Monday, June 9, 2014

Monday, June 09, 2014

Good Morning America, How Are You?


I live in a rural area on 2+ acres of land.  I have two next door neighbors one on each side that live on the same amount of land.  This weekend, my neighbor on the right hand side decided to have a huge over the weekend party with loud music, drugs and alcohol.  When I use to live downtown SF, we would have called the cops, and made them stop the noise.  Not in the country, though.  And that is particularly true when 1. the owners are an old 3rd to 4th generation family of the area, 2. The wife is a politically elected official of the county, 3. The elected sheriff was part of the party. 

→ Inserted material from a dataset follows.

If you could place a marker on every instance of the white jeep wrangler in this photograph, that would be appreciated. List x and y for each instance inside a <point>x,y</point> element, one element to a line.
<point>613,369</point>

Not a good weekend, I'm sad to say. 

Have a great day.  Enjoy your food, wine and your family. 

Summary: 

1.   There is little news until Thursday that will drive the market this week.  On Thursday, we will get the retail sales report.  Trading volume will likely be limited (to miniscule) until Thursday. 
2.   The Chinese Renminbi appreciated overnight.  The size of the appreciation was unexpected, as it was the largest appreciation in years.  China printed a very strong Trade Surplus for May. Chinese imports fell, however, but many analysts are concluding this was due to Chinese enforcement cracking down on copper and aluminum shipments into ports where the people were counting the inventory as double and triple the amount received.  The conclusion was that imports falling was not a reflection of internal domestic demand.
3.   BLS (Bureau of Labor Statistics) showed 217,000 jobs were created.  Looking closer, BLS added 205,000 jobs that were pulled out of thin air by whatever it is that BLS assumes (not reality) happened.  205,000 out of the 217,000 was added by BLS, and that makes a total of 439,000 jobs added by BLS that are assumptions - not reality. 
4.   This fooling the people all the time shows up in currency valuation.  If the labor report was so good, then the $$$ should have shot up particularly against the Euro.  The dollar could not find a bid, and the dollar was taken to the woodshed by almost every currency in the world.  Foolishness - but BLS fools the citizens of the USA all the time.
5.   Canada printed a lukewarm job report on Friday.  Unemployment rate ticked up to 7% from 6.9%.  Basically, Canada's employment is barely keeping its nose above water (and nothing else).  How did that affect the currency?  The Canadian dollar lost against most currencies, but held steady against the US dollar.  
6.   The Bulls are in charge of the US equity markets at this point. The S&P 500 is trading a P/E of 17.4.  That is at the very high end of the range of normal economy in the USA.  The market is being asked to go up, which may be very difficult to do. 
7.   Maybe the breakout to the upside that started May 16 is real, and we will get a RARE summertime rally. 
The US Equity markets should be very choppy today.  The volume should be on the extreme side of low.

Be very careful today if you are a day trader.  The NY boys and girls can do almost anything to the market they want when volume is low.

 


Remember: For the first time in recorded history, we have the USA, Japanese, EuroZone, and British printing money at a historic rate.  We have a OCEAN (absolutely unbelievable) of liquidity.  This liquidity is making the European and USA stock market do well, but there are very few signs that it is doing anything for the economies of those countries (except Germany in the EuroZone).  What is the price the vast majority of people will pay when money printing ends?  Study history, and wonder how Dr. Paul Krugman can continue to support economically the devaluation of the USA currency.